Canadian Real Estate Prices Could Drop Up To 30%, Moody’s Advises Institutions | Better Dwelling
One of the world’s largest risk advisory firms says Canadian real estate won’t be spared. Moody’s Analytics released their Canadian Q2 forecast, showing how COVID-19 will impact the Canadian economy. The firm advised their institutional clients that real estate will be impacted, with even an optimistic scenario showing price declines.
Risk Assumptions and Baselines
First, a quick note for non-analysts on the basics of assumptions and baselines. Analysts take a snapshot of environmental variables, and then create a baseline forecast. The baseline is a reasonable assumption of what would happen, if everything went as expected from today. From there, they have various impact scenarios that are based on any increase of risk.
The baseline used in the most recent GDP forecast assumes a quick reboot. Economic activity would return in early June, and the longer the lockdown lasts – the worse it gets. For instance, scenario 3 (S3) is if the economy fully reopens in July – just one month later than the baseline. In that time, the baseline annualized change to GDP goes from -15%, to -25% with the later reopening. So we should reopen the economy next week, right? Nope.
Both the government and the senior economist have warned re-opening too early is a bad idea. If re-opened too early, the virus’ second wave could be worse than the first – like Singapore is currently seeing.
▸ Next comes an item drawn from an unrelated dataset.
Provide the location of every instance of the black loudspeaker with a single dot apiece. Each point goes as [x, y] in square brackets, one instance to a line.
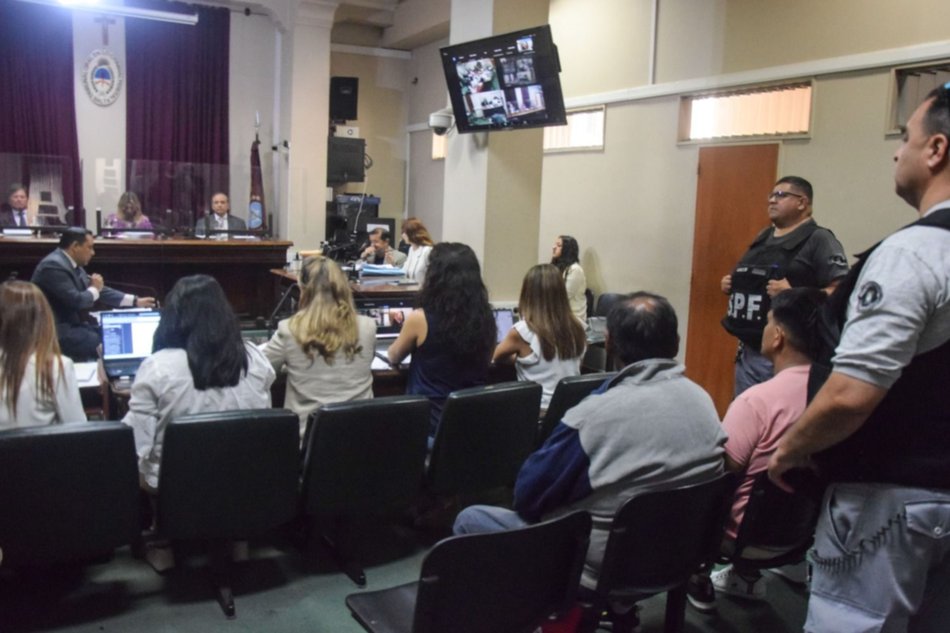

Re-opening too early would roll the whole containment back. That would prolong the lockdown, and create even greater economic risks.
Low Interest Rates Won’t Provide A Boost
Optimism around low interest rates is non-existent in this environment. Moody’s notes “reduced interest rates will not save the [Canadian] housing market.” Low rates are great for freeing up cashflow, and providing stimulus. Those are generally points that help more in recovery though. Interest rate cuts are generally bad signs, as people like the Globe’s Rob Carrick have been pointing out for weeks now.
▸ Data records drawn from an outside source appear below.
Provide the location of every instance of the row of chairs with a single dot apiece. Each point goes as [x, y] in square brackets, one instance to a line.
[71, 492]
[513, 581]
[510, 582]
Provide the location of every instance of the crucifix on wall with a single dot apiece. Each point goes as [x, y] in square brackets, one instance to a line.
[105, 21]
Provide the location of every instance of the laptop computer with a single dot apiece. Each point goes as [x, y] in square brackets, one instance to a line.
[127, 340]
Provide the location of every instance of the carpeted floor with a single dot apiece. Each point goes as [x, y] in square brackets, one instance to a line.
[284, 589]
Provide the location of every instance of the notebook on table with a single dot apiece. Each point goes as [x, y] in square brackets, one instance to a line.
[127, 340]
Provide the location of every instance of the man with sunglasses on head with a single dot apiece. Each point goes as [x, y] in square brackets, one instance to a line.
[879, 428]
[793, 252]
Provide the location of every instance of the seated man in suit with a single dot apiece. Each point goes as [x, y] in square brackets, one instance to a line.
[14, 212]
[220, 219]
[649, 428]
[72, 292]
The focus should be on the level of unemployment after government incentives expire. The firm notes employment is the single biggest factor for home prices. They also state there is some noise with initial unemployment claims. The unemployment rate should decline as the economy reopens. Temporary layoffs would return, helping to soften the impact. However, we won’t know what the natural, and efficient labour market looks like until year end.
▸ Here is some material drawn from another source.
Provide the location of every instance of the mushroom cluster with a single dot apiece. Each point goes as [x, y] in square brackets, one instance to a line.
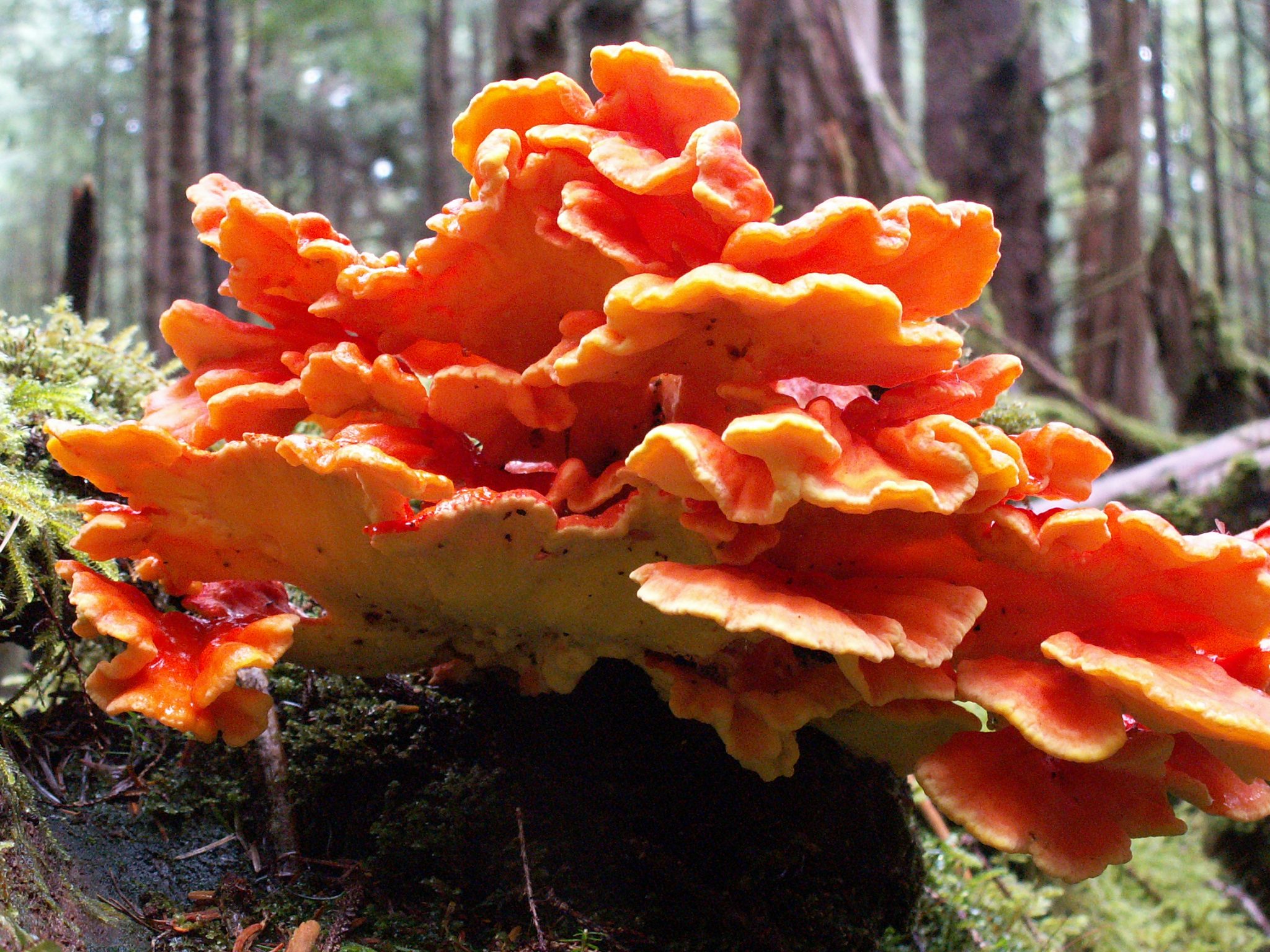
[611, 410]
Canadian Home Prices Expected To Drop Up To 30%
Canadian real estate prices are expected to drop in the baseline, and the declines get bigger as the lockdown persists. The S0 baseline shows prices decline 8% in real terms, with a return to breakeven one year later. In the S3 scenario, prices decline 20% in real terms, and recover in late 2024 or 2025. In the S4 forecast, prices fall over 30% well into 2022, and recover in real terms towards the end of the decade. Reconstructing their model with the same macros parliament is using, prices drop about 24%.
Canadian Home Price Declines Forecasted
The forecasted decline to home prices across Canada. Baseline scenarios S0 and S1 are similar, and unavoidable according to the forecast. Parliament reconstruction is created by reconstructing Moody’s model, and using the macro guidance forecast parliament has been given.
Source: Moody’s Analytics, Better Dwelling.
The government is most likely to try to extend market inefficiencies to prop up house prices. However, that would have a limited impact, and lead to a whole other set of problems. Instead, unemployment is the area people should be watching. Programs targeting the creation of real and sustainable employment will have the biggest impact.
Also worth a note is these scenarios deal with an unknown behavioral response. The assumption is once the real economy reopens, things return back to normal. However, as places like Wuhan have discovered, the psychological impact may be deeper and longer than people think. Despite the reopening of their economy, people are still avoiding things like eating out and shopping. People not spending in the economy leads to a much longer recovery period.